On Sunday in Tampa, the Eagles battled their way back and gave themselves a chance to win the game in the fourth quarter.
Now, imagine if they didn’t give up two 75-yard bombs.
The Eagles went into their Week 2 game knowing about the Bucs’ deep threats and then on the first play from scrimmage got burned for a 75-yard touchdown. They got burned for another 75-yarder in the second quarter.
At one point, the Buccaneers had run 21 offensive plays. They gained 150 yards on those two touchdowns and just 68 on the other 19. A couple big plays can absolutely ruin a game.
“That’s 14 points, those two plays,” Jalen Mills said after the 27-21 loss. “We take those away, we win the ballgame.”
Let’s take a closer look at those two plays:
At the top of the screen, you’ll see how much of a cushion Jalen Mills is giving DeSean Jackson. He knows the kind of deep threat Jackson is, but it’s still not going to matter.
On the bottom of the screen, we’re going to see a blitz from Ronald Darby, which means Rodney McLeod is going to take over coverage. That leaves Malcolm Jenkins as the single high safety; that’s important to remember.
Ryan Fitzpatrick is looking at DeSean the whole way. He doesn’t care that Mike Evans has single coverage on the bottom of the screen. The Bucs are going deep to start this game. You can see here at the point of the throw, for whatever reason, Jenkins starts driving.

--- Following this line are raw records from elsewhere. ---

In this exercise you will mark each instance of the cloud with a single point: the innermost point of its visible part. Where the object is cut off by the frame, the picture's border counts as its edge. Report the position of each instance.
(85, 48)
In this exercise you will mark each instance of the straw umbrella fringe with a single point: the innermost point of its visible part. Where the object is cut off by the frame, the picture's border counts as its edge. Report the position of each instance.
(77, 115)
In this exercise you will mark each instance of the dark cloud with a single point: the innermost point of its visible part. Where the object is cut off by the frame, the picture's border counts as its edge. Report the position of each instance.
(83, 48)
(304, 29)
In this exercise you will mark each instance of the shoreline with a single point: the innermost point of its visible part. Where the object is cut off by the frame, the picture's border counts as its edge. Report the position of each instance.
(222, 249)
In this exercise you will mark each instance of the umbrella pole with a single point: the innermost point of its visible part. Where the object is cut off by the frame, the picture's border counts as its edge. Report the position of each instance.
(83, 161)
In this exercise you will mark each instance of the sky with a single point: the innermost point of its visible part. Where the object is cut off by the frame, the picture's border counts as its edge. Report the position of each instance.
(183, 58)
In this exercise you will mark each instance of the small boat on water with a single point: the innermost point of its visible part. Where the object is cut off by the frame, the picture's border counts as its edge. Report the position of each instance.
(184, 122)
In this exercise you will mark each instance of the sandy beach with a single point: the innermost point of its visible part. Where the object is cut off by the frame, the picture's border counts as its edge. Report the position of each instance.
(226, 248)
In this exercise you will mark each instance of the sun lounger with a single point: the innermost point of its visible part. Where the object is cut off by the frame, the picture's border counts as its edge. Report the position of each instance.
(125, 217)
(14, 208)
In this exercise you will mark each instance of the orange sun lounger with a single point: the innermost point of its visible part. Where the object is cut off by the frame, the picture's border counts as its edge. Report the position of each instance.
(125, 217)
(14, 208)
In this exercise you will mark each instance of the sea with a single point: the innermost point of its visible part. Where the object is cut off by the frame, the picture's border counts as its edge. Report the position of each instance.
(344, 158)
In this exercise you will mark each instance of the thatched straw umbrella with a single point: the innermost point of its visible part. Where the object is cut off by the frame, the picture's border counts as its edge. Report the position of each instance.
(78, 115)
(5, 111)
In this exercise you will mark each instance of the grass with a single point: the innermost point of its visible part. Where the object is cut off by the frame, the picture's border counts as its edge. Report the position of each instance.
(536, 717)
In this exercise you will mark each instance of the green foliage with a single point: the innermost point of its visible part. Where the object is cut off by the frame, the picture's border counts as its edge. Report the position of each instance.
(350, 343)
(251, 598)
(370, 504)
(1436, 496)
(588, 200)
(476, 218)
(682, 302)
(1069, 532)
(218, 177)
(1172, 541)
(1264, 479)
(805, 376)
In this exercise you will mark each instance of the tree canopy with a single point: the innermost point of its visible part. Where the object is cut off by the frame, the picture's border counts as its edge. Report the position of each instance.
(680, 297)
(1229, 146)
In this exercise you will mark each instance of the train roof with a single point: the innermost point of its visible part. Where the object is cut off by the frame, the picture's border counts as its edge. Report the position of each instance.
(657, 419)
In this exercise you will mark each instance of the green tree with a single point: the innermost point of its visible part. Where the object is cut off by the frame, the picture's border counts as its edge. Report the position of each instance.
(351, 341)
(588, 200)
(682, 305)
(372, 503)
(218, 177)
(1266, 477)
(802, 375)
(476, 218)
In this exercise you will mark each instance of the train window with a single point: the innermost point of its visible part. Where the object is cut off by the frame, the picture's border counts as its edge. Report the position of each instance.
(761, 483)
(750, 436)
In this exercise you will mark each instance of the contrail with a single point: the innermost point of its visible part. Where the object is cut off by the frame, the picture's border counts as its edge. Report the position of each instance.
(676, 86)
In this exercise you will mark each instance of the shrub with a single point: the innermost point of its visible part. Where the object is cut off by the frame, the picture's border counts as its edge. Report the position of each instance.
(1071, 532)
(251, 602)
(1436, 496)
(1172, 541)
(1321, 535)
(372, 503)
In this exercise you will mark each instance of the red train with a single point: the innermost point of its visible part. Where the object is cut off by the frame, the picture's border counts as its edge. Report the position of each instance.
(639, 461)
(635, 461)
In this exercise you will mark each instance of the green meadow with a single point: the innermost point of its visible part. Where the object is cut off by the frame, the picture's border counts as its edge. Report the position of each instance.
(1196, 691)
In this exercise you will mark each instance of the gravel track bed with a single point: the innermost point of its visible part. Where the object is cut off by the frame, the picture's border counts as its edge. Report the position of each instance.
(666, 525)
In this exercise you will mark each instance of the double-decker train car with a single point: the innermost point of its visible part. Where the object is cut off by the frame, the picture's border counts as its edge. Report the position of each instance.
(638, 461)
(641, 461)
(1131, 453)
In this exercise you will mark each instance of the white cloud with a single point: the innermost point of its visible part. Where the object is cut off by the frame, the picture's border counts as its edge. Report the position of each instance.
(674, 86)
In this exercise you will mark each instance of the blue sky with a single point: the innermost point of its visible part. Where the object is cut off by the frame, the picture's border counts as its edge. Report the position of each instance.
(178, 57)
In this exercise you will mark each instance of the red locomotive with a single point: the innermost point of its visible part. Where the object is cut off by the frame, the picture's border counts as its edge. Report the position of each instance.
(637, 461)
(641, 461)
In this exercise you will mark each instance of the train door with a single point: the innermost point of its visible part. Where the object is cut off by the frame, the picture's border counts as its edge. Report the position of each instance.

But Jackson isn’t pulling up on this route; he’s running a deep post.
“I just vacated the post,” Jenkins said. “Inexcusable mistake.”
Look how far out of the play Jenkins is by the time Jackson catches this ball. Mills admitted his coverage needed to be tighter, but he just doesn’t have to speed to stick with DeSean, who got up over 20 mph on this touchdown.
Mills actually did a good job of cutting off Jackson’s angle and forcing him back inside. If Jenkins hadn’t completely blown his responsibility a few seconds earlier, he would have theoretically been there to make a touchdown-saving tackle. Instead, Mills’ momentum is going one way and Jackson uses a cut to get inside and speed into the end zone.
Just a brutal way to start the game, but the Eagles come back and tie it at 7-7. It looks like that one blemish won’t ruin the afternoon. But another big play is coming.
We’re now in the second quarter and the Bucs have the ball just after the Eagles scored to tie the game.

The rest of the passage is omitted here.